In early 2006, my lovely wife and I began talking classes to qualify us to become adoptive parents through the county of San Diego. The classes were primarily intended to address people adopting kids coming out of the foster care system, and mostly kids who’d been in that system for several years, which didn’t apply to us (we’d asked to adopt an infant). Also, much of the information delivered in the classes (27 hours of classes) fell firmly under the “common sense” category of parenting and life with which my lovely wife and I are oh-so-familiar and to which we subscribe wholeheartedly. Of course, much of the population is averse to the practice of this philosophy, which is why the county needs to deliver it in bite-sized chunks and very simple language over several weeks to the good people who want to make the lives of children born into unhealthy situations a little bit better.
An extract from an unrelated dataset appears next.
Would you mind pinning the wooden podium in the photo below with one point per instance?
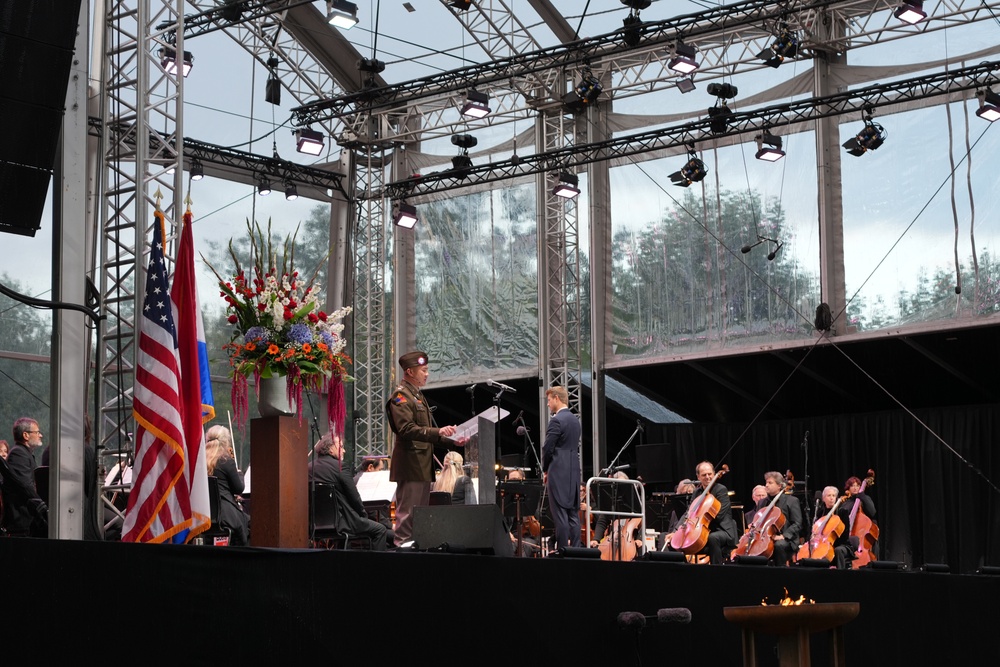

In other words, the classes bored me silly. I gathered very quickly that if I didn’t bring my laptop or some other distraction to help me get through the classes, we would become ineligible to adopt through the county altogether because I would end up assaulting someone to try and pound the stupidity out of their head (remind me to tell you sometime about the moment of enlightenment I was involved in one evening, attempting to explain to one remarkably dense individual in the class why drug use by a biological father doesn’t have the same effect on a developing fetus as use by the biological mother during pregnancy) . So bring my laptop I did, and also some scratch paper and a pen.
And so it was on one evening, shortly after the classes began, and shortly after I was inspired by a particular moment in Adam Curry‘s always evolving and always excellent podcast the Daily Source Code, that I began brainstorming with myself possible names for my own domain and blog/podcast name. I knew it would have a Jewish theme, but I also knew it would touch on myriad other topics and would itself evolve over time as my curiosity drove me and my interests meandered. I was aiming for a name that wouldn’t lock me into a particular path and would allow me to question everything, something that Judaism encourages. That interrogative and open-minded spirit caused the phrase “How Do You Jew?” to pop into my head, and I knew immediately that I had my domain name. I reserved it that night through GoDaddy, and the rest is… well, yet to be written/spoken aloud.